The idea of a single system which makes predictions, represents values, and makes decisions is common in the field of model-based reinforcement learning. Model-based RL policies often use a world-model to predict how different sequences of actions will play out, and then evaluate the quality of the resulting trajectories using a reward model (or some other representation of goals or values). However, crucially, these model-based policies are structured so that each module has a distinct role—as in the (highly simplified) diagram on the left. By contrast, a (hypothetical) frame-based policy would be a type of ensemble where each frame has multiple different types of output—as in the diagram on the right.[2] This distinction is important because in general we can’t cleanly factorize a frame into different components. In particular, both a frame’s empirical and its normative claims typically rely on the same underlying ontology, so that it’s hard to change one without changing the other.
The way I’ve portrayed frames here makes them seem in some ways like agents in their own right—which suggests that we could reason about the interactions between them using concepts from multi-agent RL, economics, politics, and other social sciences.
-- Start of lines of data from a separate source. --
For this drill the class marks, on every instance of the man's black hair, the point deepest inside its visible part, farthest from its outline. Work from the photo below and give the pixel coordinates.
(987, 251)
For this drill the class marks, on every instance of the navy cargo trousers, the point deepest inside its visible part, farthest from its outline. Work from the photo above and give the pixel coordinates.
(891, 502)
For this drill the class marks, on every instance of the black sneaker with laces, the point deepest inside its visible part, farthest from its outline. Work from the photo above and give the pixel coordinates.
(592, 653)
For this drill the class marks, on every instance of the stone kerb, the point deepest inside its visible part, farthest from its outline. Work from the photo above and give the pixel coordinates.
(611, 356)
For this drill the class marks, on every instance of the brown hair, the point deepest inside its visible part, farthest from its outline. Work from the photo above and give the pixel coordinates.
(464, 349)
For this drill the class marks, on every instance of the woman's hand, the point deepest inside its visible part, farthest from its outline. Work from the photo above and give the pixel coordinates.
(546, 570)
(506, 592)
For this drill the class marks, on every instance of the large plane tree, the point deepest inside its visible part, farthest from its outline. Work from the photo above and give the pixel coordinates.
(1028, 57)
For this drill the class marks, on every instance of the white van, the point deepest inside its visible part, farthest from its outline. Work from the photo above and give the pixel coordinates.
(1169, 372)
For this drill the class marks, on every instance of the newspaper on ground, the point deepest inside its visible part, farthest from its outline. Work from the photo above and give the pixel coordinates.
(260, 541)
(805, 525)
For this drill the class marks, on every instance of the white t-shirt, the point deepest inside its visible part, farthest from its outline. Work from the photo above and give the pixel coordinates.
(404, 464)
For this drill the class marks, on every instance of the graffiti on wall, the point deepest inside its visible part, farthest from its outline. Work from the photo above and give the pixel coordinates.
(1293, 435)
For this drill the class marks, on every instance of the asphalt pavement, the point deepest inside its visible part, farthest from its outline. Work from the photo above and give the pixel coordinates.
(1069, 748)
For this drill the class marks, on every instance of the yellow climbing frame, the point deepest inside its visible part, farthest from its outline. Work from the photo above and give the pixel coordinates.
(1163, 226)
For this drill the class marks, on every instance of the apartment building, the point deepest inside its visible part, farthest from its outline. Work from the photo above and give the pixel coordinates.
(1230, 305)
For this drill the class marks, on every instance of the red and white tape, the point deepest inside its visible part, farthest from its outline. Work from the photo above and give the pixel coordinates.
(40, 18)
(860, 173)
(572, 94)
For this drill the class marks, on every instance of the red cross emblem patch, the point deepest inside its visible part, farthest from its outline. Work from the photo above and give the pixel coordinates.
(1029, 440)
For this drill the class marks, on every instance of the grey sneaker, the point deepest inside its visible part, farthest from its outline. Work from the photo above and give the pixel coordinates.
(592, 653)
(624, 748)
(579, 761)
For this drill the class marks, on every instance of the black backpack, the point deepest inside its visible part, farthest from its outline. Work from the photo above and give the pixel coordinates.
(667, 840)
I do think this is a useful perspective on frames, and will draw on it more strongly in the second half of this sequence. But a first-pass understanding of frames should focus on the fact that they’re controlling the predictions, plans and values of a single agent, rather than being free to act independently.[3]
As a final point: this section focused on ways in which frames are more general than concepts used in other epistemologies. However, the broader our conception of frames, the harder it is to identify how meta-rationality actually constrains our expectations or guides our actions. So this post should be seen mainly as an explanation for why there’s potentially a gap to be filled—but the question of whether meta-rationality actually fills that gap needs to be answered by subsequent posts.
It may seem weird for this indicator to depend on the other models that already exist, but I think that’s necessary if we lack a way to compare models against each other directly.
Note that in this diagram not all of the frames are weighing in on all three of predictions, plans and values. This is deliberate: as I’ve defined frames, they don’t need to have opinions on everything.
This helps reconcile meta-rationality with Feyerabend’s epistemological anarchism, which claims that there are no rules for how scientific progress should be made. They are consistent in the sense that “anything goes” when constructing frames: frame construction often happens in chaotic or haphazard ways (as I’ll explore further in post #4). But meta-rationality then imposes restrictions on what frames are meant to do, and how we evaluate them.